日清戦争、日露戦争、第一次世界大戦、そして反対の意味でも第二次世界大戦後の日本という国のこと。
国民たる観客は池乃めだかの空疎な負け惜しみは知っているが、前述の戦争では軍部や政府などのフェイク(虚偽説明)を信じたものも少なくなかった。
半藤一利さんの本にも朝日新聞の例を牽いて次のような件(くだり)があった。🔳「準戦時状態に入るとともに新聞社はすべて沈黙を余儀なくされた」とお書きになっていますけれど違いますね。沈黙を余儀なくされたのではなく、商売のために軍部と一緒になって走ったんですよ。こう言っちゃ身も蓋もないけれど、いまのマスコミだって、売れるから叩く、売れるから持ち上げる。🔳
保坂正康さんは、池乃めだかの負け惜しみギャグに似た軍部や政府のフェイクを「擬態」と書いておられるがナルホド。
その「擬態」を史実としたから次々に日本は間違って行ったという指摘。
著者は終戦間際のソ連も、そしてアメリカの酷薄な二面性も指摘されている。
そして歴史の継承ということでは日本は非常に甘いと警鐘を鳴らしている。
先日の広島、長崎の式典では核抑止力論が厳しく批判されたが、政権与党の自公に加えて維新や国民は核抑止力論に立っている。

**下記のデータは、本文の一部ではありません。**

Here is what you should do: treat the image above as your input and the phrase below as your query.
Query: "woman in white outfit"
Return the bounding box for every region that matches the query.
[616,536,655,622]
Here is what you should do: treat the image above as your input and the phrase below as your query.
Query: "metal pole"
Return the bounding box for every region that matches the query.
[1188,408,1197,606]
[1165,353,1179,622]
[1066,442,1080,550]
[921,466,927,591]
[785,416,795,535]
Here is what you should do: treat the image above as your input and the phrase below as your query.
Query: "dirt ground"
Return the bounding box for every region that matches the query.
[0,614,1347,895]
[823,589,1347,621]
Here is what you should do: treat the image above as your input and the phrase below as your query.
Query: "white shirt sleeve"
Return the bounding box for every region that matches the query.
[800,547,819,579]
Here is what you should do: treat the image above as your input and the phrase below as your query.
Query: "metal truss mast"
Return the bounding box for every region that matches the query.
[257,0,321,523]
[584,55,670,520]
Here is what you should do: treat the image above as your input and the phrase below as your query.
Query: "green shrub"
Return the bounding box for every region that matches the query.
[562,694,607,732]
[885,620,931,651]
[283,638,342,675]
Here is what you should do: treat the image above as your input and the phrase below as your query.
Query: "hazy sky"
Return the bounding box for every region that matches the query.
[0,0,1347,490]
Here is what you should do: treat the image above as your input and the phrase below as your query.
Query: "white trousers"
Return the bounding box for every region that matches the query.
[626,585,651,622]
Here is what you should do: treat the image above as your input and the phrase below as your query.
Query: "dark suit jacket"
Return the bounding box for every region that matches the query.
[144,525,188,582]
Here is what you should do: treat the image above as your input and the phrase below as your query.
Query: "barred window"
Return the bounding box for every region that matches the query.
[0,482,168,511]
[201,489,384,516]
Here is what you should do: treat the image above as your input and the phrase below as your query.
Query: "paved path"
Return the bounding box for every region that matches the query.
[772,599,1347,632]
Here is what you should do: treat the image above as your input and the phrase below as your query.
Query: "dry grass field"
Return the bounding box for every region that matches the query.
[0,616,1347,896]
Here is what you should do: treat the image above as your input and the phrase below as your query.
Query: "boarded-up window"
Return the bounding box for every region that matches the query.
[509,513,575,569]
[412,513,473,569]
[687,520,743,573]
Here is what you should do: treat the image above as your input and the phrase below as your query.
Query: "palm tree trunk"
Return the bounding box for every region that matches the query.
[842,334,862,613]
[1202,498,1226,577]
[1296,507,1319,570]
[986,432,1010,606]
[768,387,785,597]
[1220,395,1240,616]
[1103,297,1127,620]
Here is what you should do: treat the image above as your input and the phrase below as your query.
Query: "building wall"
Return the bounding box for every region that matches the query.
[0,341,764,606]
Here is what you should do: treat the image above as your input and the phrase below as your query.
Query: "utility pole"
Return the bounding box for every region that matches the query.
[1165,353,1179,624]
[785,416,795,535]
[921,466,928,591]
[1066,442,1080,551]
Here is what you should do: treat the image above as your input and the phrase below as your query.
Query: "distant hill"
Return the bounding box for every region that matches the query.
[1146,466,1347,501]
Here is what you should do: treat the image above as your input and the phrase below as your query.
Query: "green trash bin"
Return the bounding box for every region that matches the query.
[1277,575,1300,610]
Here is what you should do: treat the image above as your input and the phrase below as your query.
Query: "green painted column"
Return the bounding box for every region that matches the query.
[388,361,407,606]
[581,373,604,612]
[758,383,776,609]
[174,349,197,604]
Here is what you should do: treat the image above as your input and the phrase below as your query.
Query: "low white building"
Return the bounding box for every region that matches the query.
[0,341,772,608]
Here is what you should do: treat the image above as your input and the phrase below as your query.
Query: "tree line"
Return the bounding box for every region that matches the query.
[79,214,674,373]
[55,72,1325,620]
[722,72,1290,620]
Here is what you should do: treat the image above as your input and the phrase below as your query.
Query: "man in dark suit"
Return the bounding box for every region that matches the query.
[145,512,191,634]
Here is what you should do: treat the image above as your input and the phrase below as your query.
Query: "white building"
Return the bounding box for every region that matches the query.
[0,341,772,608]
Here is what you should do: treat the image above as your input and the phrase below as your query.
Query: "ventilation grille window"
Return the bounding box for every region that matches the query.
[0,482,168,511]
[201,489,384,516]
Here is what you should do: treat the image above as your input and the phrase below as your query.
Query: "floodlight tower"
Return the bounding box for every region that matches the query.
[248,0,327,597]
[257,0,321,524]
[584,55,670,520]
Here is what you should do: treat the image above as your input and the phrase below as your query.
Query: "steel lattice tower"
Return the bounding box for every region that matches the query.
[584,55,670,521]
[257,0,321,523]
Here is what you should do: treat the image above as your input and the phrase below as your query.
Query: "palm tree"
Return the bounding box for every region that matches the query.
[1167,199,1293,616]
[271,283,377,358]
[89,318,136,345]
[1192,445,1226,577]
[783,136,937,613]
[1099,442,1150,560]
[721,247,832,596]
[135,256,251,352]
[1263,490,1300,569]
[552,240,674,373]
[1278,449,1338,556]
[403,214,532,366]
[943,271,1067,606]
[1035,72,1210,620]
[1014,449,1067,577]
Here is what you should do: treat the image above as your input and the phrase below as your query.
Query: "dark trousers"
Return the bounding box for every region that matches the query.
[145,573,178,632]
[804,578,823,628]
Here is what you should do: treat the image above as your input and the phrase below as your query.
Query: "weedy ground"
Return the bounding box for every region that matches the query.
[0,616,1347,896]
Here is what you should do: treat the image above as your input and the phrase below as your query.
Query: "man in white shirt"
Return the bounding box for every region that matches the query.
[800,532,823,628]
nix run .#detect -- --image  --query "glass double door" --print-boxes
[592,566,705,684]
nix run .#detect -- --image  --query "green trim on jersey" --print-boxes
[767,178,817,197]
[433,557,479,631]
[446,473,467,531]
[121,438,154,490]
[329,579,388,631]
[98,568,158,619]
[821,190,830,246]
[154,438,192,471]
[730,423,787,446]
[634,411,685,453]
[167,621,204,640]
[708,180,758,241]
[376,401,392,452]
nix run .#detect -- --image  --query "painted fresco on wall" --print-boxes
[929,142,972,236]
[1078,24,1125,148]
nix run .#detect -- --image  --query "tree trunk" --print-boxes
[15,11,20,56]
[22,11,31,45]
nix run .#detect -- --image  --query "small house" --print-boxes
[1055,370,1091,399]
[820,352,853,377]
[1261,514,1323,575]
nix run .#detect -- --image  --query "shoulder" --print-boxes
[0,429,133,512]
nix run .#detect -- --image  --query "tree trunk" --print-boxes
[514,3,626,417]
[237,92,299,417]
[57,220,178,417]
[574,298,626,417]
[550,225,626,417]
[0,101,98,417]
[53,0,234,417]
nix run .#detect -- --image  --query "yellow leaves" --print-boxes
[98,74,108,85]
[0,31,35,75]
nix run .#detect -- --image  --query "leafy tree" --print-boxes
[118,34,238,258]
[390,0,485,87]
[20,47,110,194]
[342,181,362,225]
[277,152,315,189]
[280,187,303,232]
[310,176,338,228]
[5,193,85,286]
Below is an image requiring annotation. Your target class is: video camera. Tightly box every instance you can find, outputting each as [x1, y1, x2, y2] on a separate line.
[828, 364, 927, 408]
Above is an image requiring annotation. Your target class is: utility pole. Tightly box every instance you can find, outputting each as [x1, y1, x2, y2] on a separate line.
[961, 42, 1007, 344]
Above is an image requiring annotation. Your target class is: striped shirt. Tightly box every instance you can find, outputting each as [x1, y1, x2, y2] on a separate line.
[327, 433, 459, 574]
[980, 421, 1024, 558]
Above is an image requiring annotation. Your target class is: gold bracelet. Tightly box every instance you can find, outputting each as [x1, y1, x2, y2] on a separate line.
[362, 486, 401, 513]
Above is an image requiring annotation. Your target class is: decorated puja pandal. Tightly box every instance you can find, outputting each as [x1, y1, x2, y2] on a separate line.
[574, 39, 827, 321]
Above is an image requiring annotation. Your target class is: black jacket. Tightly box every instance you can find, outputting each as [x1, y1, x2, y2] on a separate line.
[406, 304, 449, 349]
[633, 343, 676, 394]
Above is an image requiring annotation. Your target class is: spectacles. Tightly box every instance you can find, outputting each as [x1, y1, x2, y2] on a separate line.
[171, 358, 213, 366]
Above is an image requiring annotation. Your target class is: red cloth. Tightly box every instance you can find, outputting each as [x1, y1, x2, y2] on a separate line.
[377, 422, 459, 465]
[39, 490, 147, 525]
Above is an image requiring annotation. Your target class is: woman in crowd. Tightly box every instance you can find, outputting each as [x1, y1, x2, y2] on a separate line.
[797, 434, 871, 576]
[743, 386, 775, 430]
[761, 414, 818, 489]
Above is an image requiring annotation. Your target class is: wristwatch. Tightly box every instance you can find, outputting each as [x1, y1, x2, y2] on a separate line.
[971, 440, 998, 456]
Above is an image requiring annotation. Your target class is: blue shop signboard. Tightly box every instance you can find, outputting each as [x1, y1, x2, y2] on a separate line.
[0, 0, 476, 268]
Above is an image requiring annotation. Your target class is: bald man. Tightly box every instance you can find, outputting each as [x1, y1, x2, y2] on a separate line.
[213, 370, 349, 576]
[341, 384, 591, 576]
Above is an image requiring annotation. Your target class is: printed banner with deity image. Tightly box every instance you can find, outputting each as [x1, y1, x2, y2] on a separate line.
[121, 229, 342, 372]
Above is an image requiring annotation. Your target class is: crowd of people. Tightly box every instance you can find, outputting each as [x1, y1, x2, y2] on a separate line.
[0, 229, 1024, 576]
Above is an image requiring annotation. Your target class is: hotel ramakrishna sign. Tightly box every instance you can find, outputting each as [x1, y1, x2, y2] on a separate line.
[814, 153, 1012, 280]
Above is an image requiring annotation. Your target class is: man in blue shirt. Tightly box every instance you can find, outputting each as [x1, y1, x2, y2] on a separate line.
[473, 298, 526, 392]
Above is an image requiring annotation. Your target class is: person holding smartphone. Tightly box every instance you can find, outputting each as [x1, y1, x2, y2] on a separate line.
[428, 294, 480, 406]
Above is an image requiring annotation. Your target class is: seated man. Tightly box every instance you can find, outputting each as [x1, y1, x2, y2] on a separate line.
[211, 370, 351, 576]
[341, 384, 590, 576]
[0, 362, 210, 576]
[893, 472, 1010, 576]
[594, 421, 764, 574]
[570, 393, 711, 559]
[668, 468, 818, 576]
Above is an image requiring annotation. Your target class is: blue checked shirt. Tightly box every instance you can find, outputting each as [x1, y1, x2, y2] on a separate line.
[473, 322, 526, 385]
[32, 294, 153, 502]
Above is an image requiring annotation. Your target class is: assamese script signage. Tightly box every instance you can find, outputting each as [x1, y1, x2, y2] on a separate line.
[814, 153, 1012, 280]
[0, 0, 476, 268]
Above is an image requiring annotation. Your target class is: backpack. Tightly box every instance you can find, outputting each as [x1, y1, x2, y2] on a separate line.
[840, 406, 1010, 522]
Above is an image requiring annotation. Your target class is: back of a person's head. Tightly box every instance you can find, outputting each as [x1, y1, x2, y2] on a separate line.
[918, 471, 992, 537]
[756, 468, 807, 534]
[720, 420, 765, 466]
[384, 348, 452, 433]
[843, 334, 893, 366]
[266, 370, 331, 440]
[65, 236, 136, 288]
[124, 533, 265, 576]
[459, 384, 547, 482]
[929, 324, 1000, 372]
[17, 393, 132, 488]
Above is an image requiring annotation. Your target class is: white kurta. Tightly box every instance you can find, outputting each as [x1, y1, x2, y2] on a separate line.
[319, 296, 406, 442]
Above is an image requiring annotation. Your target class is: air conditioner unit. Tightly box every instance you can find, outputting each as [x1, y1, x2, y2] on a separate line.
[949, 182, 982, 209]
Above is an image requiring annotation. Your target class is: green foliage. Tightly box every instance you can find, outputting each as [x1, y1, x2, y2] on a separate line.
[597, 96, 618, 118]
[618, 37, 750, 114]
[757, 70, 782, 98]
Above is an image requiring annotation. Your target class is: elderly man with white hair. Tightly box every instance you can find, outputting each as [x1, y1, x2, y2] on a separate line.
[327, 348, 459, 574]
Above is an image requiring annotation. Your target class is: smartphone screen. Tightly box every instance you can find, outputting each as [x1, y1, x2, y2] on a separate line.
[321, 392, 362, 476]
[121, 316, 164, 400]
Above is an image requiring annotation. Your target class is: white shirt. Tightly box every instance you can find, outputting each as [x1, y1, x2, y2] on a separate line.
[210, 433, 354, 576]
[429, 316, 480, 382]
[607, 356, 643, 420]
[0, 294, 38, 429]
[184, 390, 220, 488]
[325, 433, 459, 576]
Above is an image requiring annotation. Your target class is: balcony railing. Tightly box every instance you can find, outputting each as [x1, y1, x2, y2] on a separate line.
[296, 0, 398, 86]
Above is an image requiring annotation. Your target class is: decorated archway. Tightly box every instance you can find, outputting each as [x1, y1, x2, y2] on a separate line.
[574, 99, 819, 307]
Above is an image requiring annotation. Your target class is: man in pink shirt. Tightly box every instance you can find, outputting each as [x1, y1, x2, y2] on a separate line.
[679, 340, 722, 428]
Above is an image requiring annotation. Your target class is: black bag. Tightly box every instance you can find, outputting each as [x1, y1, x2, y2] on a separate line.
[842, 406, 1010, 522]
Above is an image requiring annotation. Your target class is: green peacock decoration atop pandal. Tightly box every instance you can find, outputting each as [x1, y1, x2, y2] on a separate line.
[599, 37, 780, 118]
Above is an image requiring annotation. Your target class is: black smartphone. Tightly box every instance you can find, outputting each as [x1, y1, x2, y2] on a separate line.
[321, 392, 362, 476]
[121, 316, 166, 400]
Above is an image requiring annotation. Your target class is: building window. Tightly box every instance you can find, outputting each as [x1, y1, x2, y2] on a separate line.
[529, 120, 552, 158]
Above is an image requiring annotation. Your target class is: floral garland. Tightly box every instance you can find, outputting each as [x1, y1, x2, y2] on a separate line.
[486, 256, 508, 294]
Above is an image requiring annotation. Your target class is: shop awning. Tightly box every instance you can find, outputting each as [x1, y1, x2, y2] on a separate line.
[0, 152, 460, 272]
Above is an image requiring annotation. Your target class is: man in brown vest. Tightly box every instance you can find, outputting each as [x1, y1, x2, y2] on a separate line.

著者は「核抑止力論に立てば世界中の国が核兵器を持つことを容認しなければならない」と訴え、その戦争では「人類が敗者になる」と警鐘を鳴らされている。
プーチンの侵略をどう止めさせるのか、新しい理論と行動を早急に打ち立てる必要がある。この本、一読の価値あり。
8月12日というと現代史の続きで・・、1985年8月12日に御巣鷹山で日航機墜落事故が起きてから38年が経過した。ちょうど東京本社あたりで用事のあった大阪支社の役員や社員が少なからず犠牲になったので、労災事故の対象となる労働者性について私も調査等に飛び回った。
そしてこの事故は、山崎豊子著『沈まぬ太陽』の最終編でも詳しく取り上げられた。
『沈まぬ太陽』のメーンテーマは事故ではなく、戦後の現代史でもある。小説というよりもルポルタージュだと思われる。
若い方々には名著『沈まぬ太陽』は是非とも読んでほしい。そして今ある現実の社会を見つめ直してほしい。
ウクライナの犠牲者や日航機事故の犠牲者に頭を垂れて・・・。